How to tell if a cat has a microchip?

If you adopt a cat from a shelter, they should inform you that he has a microchip and provide you with the number. If you are not sure if your cat has a microchip, you can bring him to your veterinarian or to a shelter to be scanned. 

Most veterinary clinics and animal shelters have scanners; however, if your veterinarian does not have a microchip scanner, it is possible to find microchips with an X-ray. 

How much does it cost to see if a cat is microchipped?

Most shelters have scanners and will not charge for scanning. The process of scanning for a microchip is quick and easy. If you find a lost cat with no tag, it’s best to bring him to a shelter or to your veterinarian to see if he is microchipped. If the cat is found to have a registered microchip, the company can contact the cat’s owners to tell them their cat has been found.

How do you know if your cat’s microchip is registered?

If you are not sure whether your cat’s microchip is registered, it is easy to check. The quickest way to check is by using the online pet microchip lookup system. Simply enter the microchip ID number with no punctuation or spaces, and the results will be displayed.

What is the best pet microchip registration?

Since there are multiple pet microchip registration services to choose from, knowing a few things about them will help you make the best choice. You will want to choose one that has the best access to databases and technology, that protects your data, and that provides the services that will be most helpful to you. 

One good choice is AKC Reunite. As a member of the American Animal Hospital Association LookUp, it can check against hundreds of databases, and it provides a Lost Pet Alert to let local veterinarians, shelters, and volunteers know that your pet is missing. 

If your pet’s microchip is scanned, AKC is contacted.
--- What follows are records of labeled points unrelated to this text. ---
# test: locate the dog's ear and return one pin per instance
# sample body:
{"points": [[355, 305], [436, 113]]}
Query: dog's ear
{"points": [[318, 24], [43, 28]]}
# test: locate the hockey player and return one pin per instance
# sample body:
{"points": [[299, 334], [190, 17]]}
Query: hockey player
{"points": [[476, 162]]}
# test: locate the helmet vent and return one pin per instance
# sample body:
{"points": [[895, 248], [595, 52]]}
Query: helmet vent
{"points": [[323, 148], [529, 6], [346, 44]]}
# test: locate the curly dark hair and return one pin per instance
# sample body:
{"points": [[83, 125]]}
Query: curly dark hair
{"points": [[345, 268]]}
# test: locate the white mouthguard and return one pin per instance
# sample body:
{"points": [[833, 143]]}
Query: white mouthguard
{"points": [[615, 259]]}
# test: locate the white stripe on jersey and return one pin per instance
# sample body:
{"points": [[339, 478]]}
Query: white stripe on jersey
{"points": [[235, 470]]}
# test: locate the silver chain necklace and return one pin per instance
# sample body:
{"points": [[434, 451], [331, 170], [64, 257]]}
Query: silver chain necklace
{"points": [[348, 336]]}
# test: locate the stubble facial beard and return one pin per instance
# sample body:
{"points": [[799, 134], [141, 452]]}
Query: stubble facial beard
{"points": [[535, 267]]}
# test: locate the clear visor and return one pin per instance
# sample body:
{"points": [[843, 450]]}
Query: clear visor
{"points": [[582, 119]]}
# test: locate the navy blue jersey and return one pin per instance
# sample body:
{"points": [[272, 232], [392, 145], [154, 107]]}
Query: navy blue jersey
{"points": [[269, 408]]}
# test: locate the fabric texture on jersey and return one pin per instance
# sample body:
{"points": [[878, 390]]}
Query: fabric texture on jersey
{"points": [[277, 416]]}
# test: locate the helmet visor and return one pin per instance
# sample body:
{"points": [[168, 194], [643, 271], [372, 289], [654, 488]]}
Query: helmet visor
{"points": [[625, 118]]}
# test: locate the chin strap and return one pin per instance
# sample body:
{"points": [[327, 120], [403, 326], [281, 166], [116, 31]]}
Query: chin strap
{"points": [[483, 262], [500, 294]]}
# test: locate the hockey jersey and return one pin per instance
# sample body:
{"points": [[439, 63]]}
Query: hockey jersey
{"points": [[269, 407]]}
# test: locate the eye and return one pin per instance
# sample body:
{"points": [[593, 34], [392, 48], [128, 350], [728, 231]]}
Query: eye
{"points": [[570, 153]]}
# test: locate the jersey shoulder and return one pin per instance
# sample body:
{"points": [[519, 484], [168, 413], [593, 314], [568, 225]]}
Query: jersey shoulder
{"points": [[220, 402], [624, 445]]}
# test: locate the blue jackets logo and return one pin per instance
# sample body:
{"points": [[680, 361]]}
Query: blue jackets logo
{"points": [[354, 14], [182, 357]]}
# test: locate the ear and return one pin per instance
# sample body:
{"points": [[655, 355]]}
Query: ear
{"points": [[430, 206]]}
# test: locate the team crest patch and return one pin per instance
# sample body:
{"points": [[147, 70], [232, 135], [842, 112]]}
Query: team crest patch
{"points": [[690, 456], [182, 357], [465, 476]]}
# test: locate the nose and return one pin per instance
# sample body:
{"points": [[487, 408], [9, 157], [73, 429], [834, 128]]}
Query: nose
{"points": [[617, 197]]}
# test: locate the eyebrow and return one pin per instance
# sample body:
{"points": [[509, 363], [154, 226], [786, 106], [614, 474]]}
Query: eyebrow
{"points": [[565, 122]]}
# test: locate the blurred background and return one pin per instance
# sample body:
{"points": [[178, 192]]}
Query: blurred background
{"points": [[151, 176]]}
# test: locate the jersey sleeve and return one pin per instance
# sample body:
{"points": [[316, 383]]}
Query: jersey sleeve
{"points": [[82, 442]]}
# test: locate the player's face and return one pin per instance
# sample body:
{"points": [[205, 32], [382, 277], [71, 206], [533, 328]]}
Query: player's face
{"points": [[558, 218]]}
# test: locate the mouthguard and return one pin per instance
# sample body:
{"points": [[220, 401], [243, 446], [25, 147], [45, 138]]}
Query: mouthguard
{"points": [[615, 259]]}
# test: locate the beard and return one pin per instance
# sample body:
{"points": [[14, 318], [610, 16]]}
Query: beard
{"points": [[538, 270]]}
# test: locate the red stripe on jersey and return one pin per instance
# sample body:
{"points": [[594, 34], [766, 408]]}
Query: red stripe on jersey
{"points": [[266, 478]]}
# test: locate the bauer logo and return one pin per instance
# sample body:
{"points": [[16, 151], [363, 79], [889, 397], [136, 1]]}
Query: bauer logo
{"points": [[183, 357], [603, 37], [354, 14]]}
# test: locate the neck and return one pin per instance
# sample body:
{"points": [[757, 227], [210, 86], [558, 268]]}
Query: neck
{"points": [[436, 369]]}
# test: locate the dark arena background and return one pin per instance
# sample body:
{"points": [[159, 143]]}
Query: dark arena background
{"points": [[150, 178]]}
They will call, email, and text you and your alternate contacts to help reunite you with your cat as quickly as possible. They enroll all microchip brands, and they charge no annual fees or record update fees.

How to tell if a microchip registry is good?

Registries vary in what they offer and at what cost. There is also a range in quality, so choosing a good registry is important. When selecting a microchip registry, you should be sure to choose one that participates in the AAHA Universal Pet Microchip Lookup Tool. A list of participating microchipping and pet recovery services can be found at this link

You will also want a registry that offers live operators to handle communication between pet owners and shelters and one that can be reached easily by phone. Read their Privacy Policies carefully and avoid any registries that share data with vendors. Finally, speak to a representative to find out how they handle lost and found pets.